The following photo features the other history maker of 1968. President Lyndon B. Johnson was the president during the Tet Offensive in which 216 American troops were killed and 1,300 were wounded in a 26 day battle for Hue Vietnam. Robert Kennedy also featured in the photo was going to run for President but he was also assassinated at the Ambassador Hotel in Los Angles California.
Journalist Pete Hamill said that Kennedy’s assassination was more than what happened, but what could have been. He called it a LOST. CBS reporter Jim Axelrod asked what lost? And Jim answer, “the lost of what could have been: Hope, instead of despair”. Even the story of Bobby Kennedy was a tale of transformation during those troubling times because he went from hard-charging law-and-order to social justice warrior.
In many Black households back in the day, there were three photo of warriors who left here too soon; Martin Luther King , John Kennedy and his brother Robert Kennedy. In the photo below is Sen. Robert F. Kennedy with Marian Edelman as they were visiting an unidentified woman in Greenville Mississippi during an investigating of poverty in the Mississippi Delta in 1967. A portrait of his brother hangs on the wall. .
I remember the year 1968 mostly as the year I graduated from high school. I got a full time job (second shift) on the auto assembly line in Detroit MI during my last semester of high school, and still managed to graduate on time. It was not easy, but I did it. As a results, I learned that, I wanted do do more than work like a machine on the line. To escape the assembly line, I joined the military line, so I could use the GI Bill and get a better position off the line. The Vietnam War was hot and heavy and my classmates were being drafted right and left.

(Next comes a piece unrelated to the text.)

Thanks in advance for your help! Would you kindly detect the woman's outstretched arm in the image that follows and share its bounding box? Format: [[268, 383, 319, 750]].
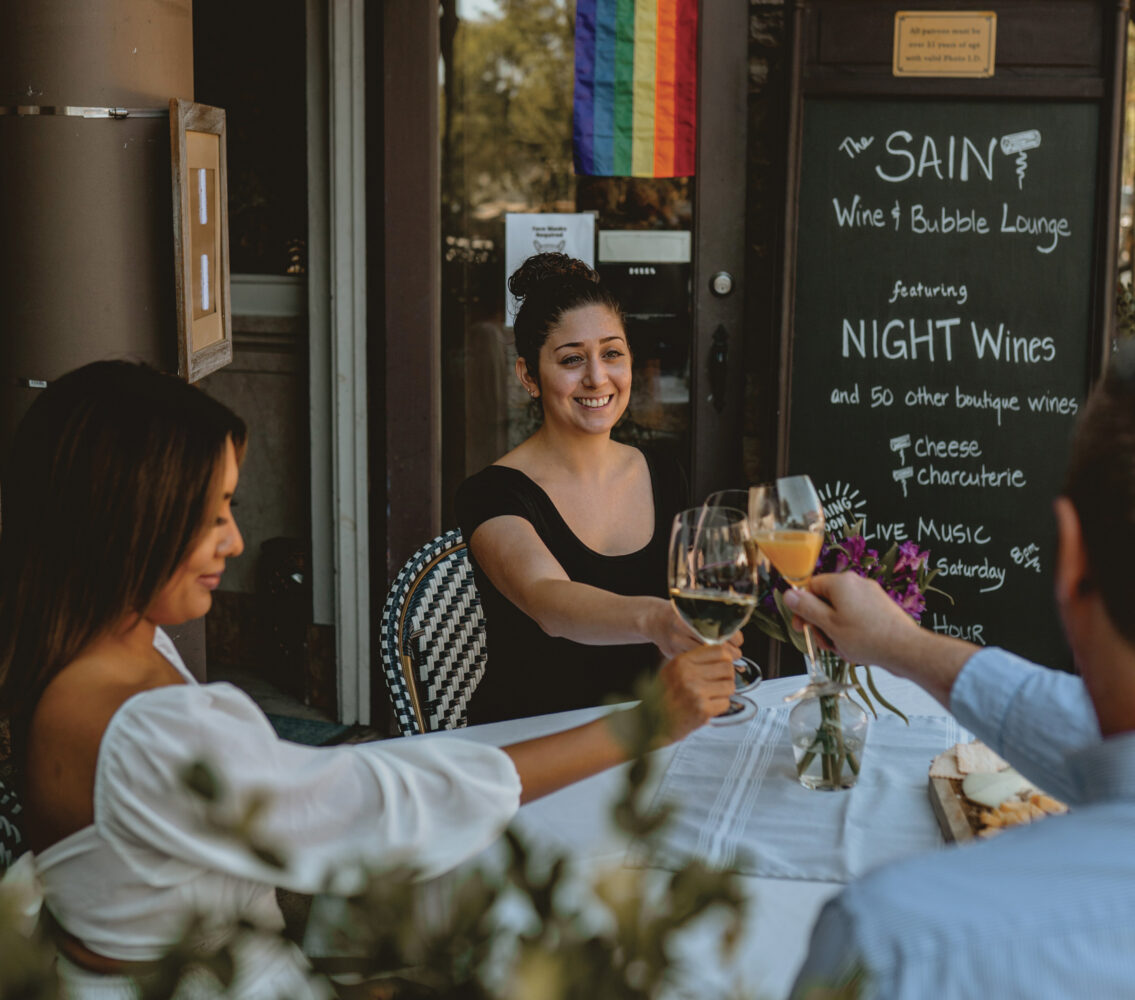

If I was going to the war, it was going to be on the flight line, so I joined the Air Force. After basic training, advanced training and my first state side assignment, I was shipped off to Libya North Africa to assist in the Air Base closure there. By the time I got to Germany I had heard so much about the war (from the Air Force guys that came back) I was almost ready to go. I wouldn’t mind being on a large Air Force Base in a combat zone, but by then, they were only accepting airmen in special forces units.
In a war zone, anything can happen, even on a large Air Force Base but they were going to need me as a generator operator, out in the boonies (in the middle of nowhere). If I wanted to see that kind of action I would have signed up for an Army Airborne unit. So I didn’t sign up for a “Red Horse Airborne Civil Engineer Squadron” assignment.
Ten years later (1978) the story continues. I finally graduate from college using the GI Bill and become an Army Quartermaster Officer where I supported Special Forces at Fort Bragg North Carolina, the Home of XVIII Airborne Corps.
Life is strange and you never know how things will turn out. In 1967 I was home along when the Detroit Riots started. I saw 82nd Airborne Troops rolling down Detroit streets in trucks and armored personnel carriers. But because I didn’t do anything stupid like get arrested or shot I was able to joint the military the next year. The numbers are still astounding 2,000 buildings were destroyed, 7,200 people were arrested 1,100 people were injured and 43 people were killed within a five or six day event. It wasn’t until I went home for a visit and saw the movie (Detroit 1967) and read the newspapers as to why thing happened the way they did.